Here is an example the issues -https://www.theregister.co.uk/2016/06/28/25000_compromised_cctv_cameras/
Who's conflating things? You take a cheap Chinese camera that phones home with info it shouldn't and say of course that means anything non-Apple must also be compromised. Especially Intel.

Which is Bizarre when Apple outsources the majority of their chip designs while Intel is their chip designs.

Cisco routers have been compromised according to reports. Intel back doors etc. etc. You all know the lists and recent revelations. It was a very broad point to compose the advantage Apple might have if they had as much control of the silicon.
As far as Cisco routers....there was a flaw and it was patched. Do you think Apple has never released software with major security holes and then patched after they saw the exploits?
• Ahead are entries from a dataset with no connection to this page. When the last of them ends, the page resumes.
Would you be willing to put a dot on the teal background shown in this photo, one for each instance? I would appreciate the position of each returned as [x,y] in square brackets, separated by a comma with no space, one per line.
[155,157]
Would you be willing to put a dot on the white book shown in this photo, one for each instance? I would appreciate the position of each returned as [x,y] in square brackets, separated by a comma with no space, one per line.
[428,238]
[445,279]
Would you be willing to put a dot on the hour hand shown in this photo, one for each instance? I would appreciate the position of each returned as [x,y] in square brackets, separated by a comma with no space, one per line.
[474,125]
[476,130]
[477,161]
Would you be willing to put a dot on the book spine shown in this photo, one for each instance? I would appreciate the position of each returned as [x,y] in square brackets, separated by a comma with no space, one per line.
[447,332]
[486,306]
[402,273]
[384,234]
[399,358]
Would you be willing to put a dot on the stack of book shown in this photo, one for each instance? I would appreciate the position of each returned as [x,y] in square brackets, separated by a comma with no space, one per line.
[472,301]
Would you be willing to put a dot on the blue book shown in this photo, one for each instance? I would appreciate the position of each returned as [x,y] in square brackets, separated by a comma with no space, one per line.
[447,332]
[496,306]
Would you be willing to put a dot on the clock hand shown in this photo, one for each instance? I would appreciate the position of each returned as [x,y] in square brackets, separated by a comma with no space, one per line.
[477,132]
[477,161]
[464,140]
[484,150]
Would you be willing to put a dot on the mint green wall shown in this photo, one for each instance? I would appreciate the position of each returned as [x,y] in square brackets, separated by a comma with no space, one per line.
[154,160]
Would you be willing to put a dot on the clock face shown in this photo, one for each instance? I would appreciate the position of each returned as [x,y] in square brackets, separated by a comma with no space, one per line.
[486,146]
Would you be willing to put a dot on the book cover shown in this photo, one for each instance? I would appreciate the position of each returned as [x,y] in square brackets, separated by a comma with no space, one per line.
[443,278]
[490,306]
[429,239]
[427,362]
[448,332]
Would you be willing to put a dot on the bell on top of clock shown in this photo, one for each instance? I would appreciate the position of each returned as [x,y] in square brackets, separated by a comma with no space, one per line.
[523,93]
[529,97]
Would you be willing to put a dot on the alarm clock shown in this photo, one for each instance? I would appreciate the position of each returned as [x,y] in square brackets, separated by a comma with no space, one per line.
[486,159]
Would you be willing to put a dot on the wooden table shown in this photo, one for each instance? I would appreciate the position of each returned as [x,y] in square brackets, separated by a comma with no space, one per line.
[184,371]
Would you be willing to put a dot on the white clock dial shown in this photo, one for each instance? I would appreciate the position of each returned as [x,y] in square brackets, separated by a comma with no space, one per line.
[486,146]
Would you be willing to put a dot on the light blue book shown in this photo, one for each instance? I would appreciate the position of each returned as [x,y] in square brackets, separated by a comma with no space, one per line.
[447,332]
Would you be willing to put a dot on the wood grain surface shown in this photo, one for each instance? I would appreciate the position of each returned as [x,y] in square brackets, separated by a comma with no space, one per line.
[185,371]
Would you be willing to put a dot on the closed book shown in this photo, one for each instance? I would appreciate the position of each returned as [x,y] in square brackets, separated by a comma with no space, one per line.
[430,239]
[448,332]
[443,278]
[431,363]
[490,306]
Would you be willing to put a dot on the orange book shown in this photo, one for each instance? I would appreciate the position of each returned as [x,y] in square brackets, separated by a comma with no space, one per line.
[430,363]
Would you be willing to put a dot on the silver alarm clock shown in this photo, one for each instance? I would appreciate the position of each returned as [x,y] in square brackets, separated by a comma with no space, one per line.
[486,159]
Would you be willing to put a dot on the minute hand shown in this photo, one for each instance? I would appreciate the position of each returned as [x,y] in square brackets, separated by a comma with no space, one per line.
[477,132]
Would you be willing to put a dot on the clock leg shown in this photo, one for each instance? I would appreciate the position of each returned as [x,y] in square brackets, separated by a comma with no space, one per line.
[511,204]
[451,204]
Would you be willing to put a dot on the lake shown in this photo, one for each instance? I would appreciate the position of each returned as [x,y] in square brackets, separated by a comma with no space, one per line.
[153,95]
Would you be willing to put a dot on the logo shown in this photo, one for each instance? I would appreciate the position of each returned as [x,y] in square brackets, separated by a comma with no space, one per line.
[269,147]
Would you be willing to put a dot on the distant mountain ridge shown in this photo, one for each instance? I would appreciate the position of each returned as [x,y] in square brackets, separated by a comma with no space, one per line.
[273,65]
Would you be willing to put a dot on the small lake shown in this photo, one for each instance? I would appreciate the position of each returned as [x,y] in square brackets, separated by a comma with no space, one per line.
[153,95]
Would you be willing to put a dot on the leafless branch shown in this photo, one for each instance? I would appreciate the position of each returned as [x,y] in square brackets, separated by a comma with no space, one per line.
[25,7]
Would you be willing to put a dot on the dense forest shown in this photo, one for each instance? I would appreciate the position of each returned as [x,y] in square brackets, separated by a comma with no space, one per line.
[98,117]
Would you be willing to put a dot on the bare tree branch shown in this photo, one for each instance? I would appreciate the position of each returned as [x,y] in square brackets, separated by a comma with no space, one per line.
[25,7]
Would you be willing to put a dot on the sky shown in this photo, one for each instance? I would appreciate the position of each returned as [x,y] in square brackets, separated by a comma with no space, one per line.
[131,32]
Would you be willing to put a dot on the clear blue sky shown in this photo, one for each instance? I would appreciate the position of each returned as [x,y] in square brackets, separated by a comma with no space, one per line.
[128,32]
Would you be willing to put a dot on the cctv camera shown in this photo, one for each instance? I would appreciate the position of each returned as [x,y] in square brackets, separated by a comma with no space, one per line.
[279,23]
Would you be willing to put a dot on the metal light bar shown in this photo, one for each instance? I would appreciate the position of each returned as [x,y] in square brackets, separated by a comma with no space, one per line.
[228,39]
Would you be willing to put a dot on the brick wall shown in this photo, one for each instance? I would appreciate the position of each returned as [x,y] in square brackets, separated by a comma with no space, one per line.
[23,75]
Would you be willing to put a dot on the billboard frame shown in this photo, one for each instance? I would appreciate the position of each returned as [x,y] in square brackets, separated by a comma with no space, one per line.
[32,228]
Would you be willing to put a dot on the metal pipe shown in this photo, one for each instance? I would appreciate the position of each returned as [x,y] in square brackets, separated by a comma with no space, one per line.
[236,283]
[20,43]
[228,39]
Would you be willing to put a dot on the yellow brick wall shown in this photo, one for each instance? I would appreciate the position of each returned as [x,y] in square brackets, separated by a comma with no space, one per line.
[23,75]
WRT Intel, are you talking about the Management Engine? It's an essential tool for enterprise management of a large network. Just what do you think it can be used to exploit? And i did just google to see. It was a funny experience, from the guy who said it would help the NSA circumvent AES256 which would otherwise take the power of 10 million suns to crack (whatever that means) and the guy who said Intel's 4096 bit encryption was too weak because it's broken as soon as someone gets around to running Shor's algorithm on one of the US government's many quantum computers. You're not in good company if you tie yourself to those nuts.
 

Delgibbons

macrumors 6502a
Dec 14, 2016
683
1,437
London
runs slow, photoshop looked laggy even the simple game.... btw is NOT running full windows 10 IMO, its just running emulation of win inside of arm windows. You could have done the same w the surface rt if it would have been powerful enough to emulate win/exe. I still use my RT as my tablet and its a great machine, but with limitations.
If you actually WATCHED the video, you would see it's running x86 code on ARM. Look at the system details he shows.

You're welcome.
 

I7guy

macrumors Core
Nov 30, 2013
20,394
8,225
Gotta be in it to win it
If you actually WATCHED the video, you would see it's running x86 code on ARM. Look at the system details he shows.

You're welcome.
What would be impressive if this makes into production and actually works. Emulation strategies never seem to go very far. However the x86 code has to be within a message loop, everything else has to be recompiled.